Although miR-195 effectively suppressed cyclin D1 expression in diverse cell lines examined in our and other studies,30 we noticed that none of miR-195, miR-16, and miR-497 were able to reduce the level of cyclin D1 in HCT-116 cells (Fig. 4B and Supporting Fig. 11). It is becoming increasingly clear that miRNA-mediated suppression of gene expression is subjected to intense regulation. For example, the repression of CAT-1 by miR-122 in HCC cells is relieved under stress conditions by binding of HuR to the 3′ UTR of CAT-1.32 Furthermore, it has been shown that Dnd1 protein can inhibit the access of miRNA to target mRNA, and therefore block the regulation function of miRNA on gene expression.33 It will be interesting to characterize how the interaction between miR-195 and the mRNA of cyclin D1 is controlled in HCT-116.

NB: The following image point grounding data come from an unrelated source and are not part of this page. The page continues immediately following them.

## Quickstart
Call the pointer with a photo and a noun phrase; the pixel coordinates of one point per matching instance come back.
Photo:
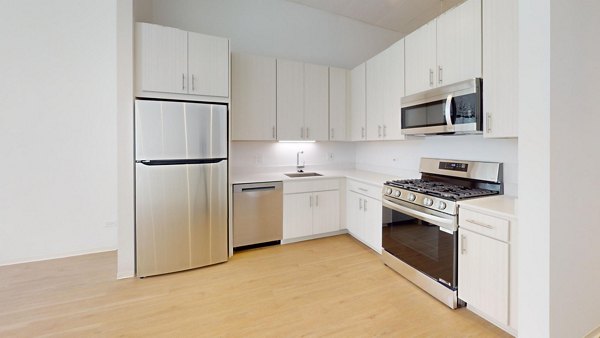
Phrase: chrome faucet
(299, 166)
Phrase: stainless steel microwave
(451, 109)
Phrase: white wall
(402, 157)
(57, 128)
(274, 28)
(275, 156)
(574, 168)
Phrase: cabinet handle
(430, 77)
(480, 224)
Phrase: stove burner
(440, 189)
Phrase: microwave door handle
(448, 110)
(448, 224)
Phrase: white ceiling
(402, 16)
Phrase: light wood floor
(326, 287)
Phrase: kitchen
(389, 157)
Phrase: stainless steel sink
(307, 174)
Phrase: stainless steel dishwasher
(257, 213)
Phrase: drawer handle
(480, 224)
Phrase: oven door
(422, 238)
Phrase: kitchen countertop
(502, 206)
(367, 177)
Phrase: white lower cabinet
(363, 214)
(487, 266)
(307, 212)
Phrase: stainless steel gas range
(420, 221)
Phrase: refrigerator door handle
(181, 161)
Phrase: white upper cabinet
(302, 101)
(253, 98)
(174, 62)
(421, 59)
(358, 117)
(500, 68)
(445, 50)
(384, 91)
(208, 65)
(162, 58)
(459, 43)
(339, 103)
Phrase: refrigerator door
(181, 217)
(168, 130)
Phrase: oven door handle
(446, 224)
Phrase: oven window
(421, 245)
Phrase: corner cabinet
(172, 63)
(500, 68)
(311, 208)
(253, 98)
(339, 103)
(445, 50)
(358, 103)
(384, 92)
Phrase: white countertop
(358, 175)
(502, 206)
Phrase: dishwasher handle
(251, 187)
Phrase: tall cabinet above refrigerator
(181, 185)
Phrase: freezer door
(181, 217)
(179, 130)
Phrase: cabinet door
(393, 91)
(459, 43)
(372, 210)
(483, 274)
(316, 102)
(297, 215)
(326, 211)
(358, 103)
(500, 68)
(354, 214)
(339, 95)
(421, 59)
(375, 94)
(208, 65)
(290, 100)
(253, 98)
(163, 58)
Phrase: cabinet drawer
(365, 189)
(310, 185)
(491, 226)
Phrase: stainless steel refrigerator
(180, 186)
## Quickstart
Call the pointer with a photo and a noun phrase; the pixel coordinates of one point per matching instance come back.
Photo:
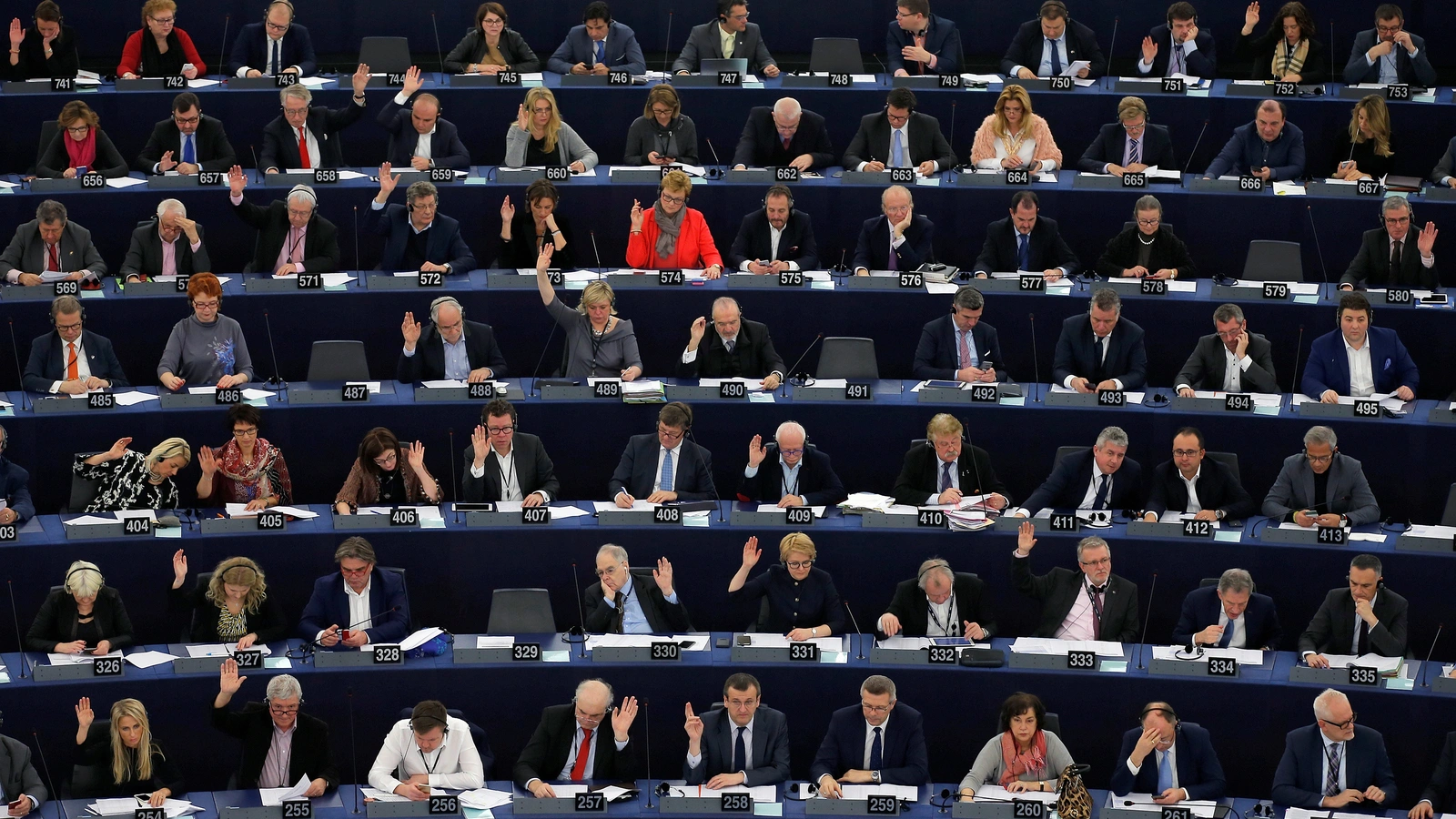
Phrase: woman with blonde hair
(126, 761)
(235, 608)
(541, 137)
(803, 601)
(1014, 137)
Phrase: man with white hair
(280, 743)
(790, 471)
(157, 247)
(1334, 763)
(783, 137)
(291, 235)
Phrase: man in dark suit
(72, 361)
(147, 257)
(502, 464)
(451, 347)
(571, 736)
(1230, 359)
(1361, 770)
(919, 43)
(417, 235)
(291, 235)
(187, 142)
(273, 47)
(900, 137)
(1026, 241)
(1130, 145)
(51, 248)
(1385, 258)
(1179, 47)
(1359, 359)
(865, 746)
(1091, 603)
(1101, 477)
(622, 602)
(790, 471)
(1388, 53)
(662, 467)
(599, 46)
(784, 136)
(1050, 44)
(1229, 615)
(899, 239)
(935, 471)
(313, 130)
(266, 763)
(360, 584)
(775, 238)
(939, 602)
(1168, 758)
(1366, 618)
(1196, 484)
(742, 743)
(1101, 350)
(711, 41)
(735, 349)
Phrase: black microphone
(1149, 618)
(790, 375)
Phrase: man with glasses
(360, 605)
(1334, 763)
(864, 745)
(1230, 359)
(291, 235)
(187, 142)
(622, 602)
(1363, 618)
(280, 743)
(1091, 603)
(277, 46)
(502, 464)
(1322, 486)
(1387, 258)
(305, 136)
(567, 743)
(730, 36)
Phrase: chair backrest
(521, 611)
(339, 360)
(836, 56)
(844, 358)
(1273, 261)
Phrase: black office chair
(521, 611)
(339, 360)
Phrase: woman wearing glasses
(1147, 248)
(247, 470)
(159, 48)
(803, 601)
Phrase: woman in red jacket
(672, 235)
(160, 48)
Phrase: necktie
(303, 149)
(579, 770)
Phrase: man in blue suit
(599, 46)
(960, 346)
(273, 47)
(1229, 615)
(865, 745)
(1168, 758)
(742, 743)
(1334, 763)
(360, 605)
(417, 237)
(1359, 359)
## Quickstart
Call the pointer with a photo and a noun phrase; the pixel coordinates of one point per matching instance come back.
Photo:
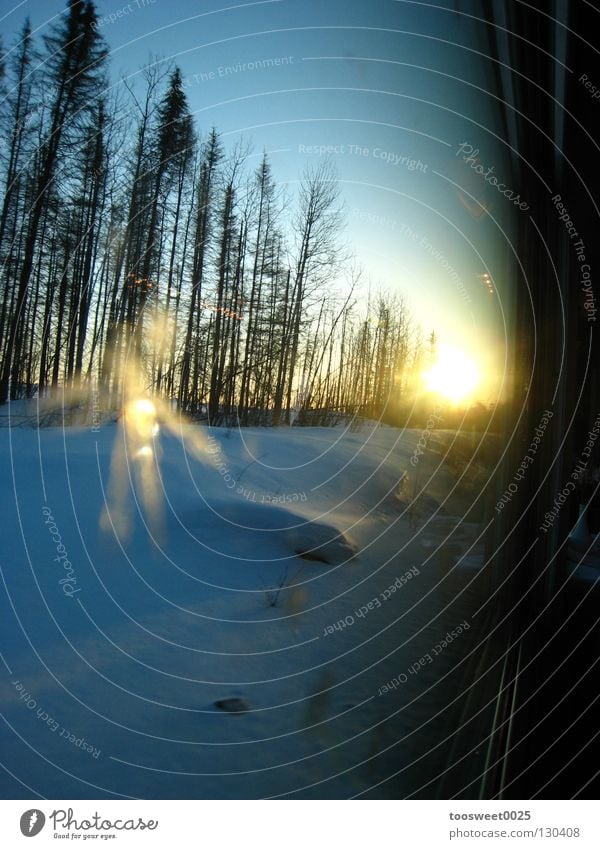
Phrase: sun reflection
(136, 454)
(453, 375)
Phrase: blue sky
(379, 84)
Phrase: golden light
(141, 418)
(453, 375)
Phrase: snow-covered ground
(238, 614)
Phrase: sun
(453, 375)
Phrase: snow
(269, 566)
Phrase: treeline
(130, 242)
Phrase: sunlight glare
(453, 375)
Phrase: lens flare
(453, 375)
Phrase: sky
(387, 89)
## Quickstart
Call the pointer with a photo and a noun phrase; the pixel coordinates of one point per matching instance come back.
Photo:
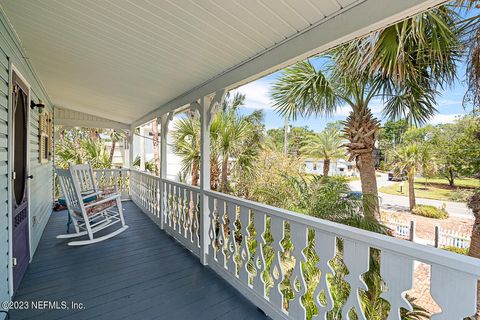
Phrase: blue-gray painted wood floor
(139, 274)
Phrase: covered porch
(142, 274)
(192, 252)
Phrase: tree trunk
(361, 128)
(214, 175)
(366, 167)
(326, 167)
(411, 188)
(474, 204)
(225, 174)
(195, 174)
(156, 157)
(451, 178)
(112, 151)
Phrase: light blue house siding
(41, 187)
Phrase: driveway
(400, 203)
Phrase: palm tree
(471, 41)
(232, 137)
(186, 145)
(327, 145)
(411, 158)
(235, 136)
(115, 136)
(402, 64)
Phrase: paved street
(400, 203)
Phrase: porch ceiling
(130, 60)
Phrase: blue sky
(449, 103)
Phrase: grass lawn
(437, 189)
(463, 182)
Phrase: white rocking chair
(93, 216)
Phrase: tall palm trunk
(474, 204)
(411, 188)
(156, 158)
(112, 151)
(195, 173)
(326, 167)
(214, 175)
(361, 128)
(225, 173)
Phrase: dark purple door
(20, 241)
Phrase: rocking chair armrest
(106, 199)
(88, 195)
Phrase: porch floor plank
(140, 274)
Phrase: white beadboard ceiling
(122, 60)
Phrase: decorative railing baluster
(230, 233)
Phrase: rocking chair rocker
(89, 217)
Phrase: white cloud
(444, 118)
(257, 95)
(448, 102)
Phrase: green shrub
(463, 251)
(430, 211)
(461, 195)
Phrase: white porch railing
(246, 247)
(114, 178)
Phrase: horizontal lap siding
(4, 246)
(41, 187)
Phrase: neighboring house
(339, 167)
(174, 166)
(118, 160)
(128, 64)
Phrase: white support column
(164, 120)
(142, 148)
(207, 109)
(128, 159)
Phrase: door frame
(11, 146)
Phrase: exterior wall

While this article was in preparation, Liu et al.30 reported that the miR-15/16/195 family directly targeted cyclin D1 and CDK6, and forced expression of either miR-16 or miR-195 increased G1-cell proportion in a lung cancer cell line. In the present study, we confirmed and extended their findings in other cell models. We provided evidence to support the potential tumor suppressive activity of miR-195, further defined miR-195 as an inhibitor of G1/S transition, and characterized E2F3, a transcription factor downstream of Rb, as another target of miR-195. It is well known that the Rb pathway acts as a master checkpoint in cell cycle progression. The integration of miR-195 in the Rb-E2F pathway further demonstrates that cell cycle is regulated by elaborate mechanisms, to prevent uncontrolled cell proliferation. Our finding that miR-195 targets molecules both upstream (e.g., cyclin D1, CDK6) and downstream (e.g., E2F3) of Rb, an archetypal tumor suppressor, provides new insight into a fail-safe mechanism, which should guard the cells from runaway proliferation in the case of aberrant Rb-inactivation, which is frequently found in human HCC.34

In summary, we investigated the potential role of miR-195 in cell cycle control and in tumorigenesis. Our data suggest an important role of miR-195 in the molecular etiology of cancer and implicate its potential application in cancer therapy.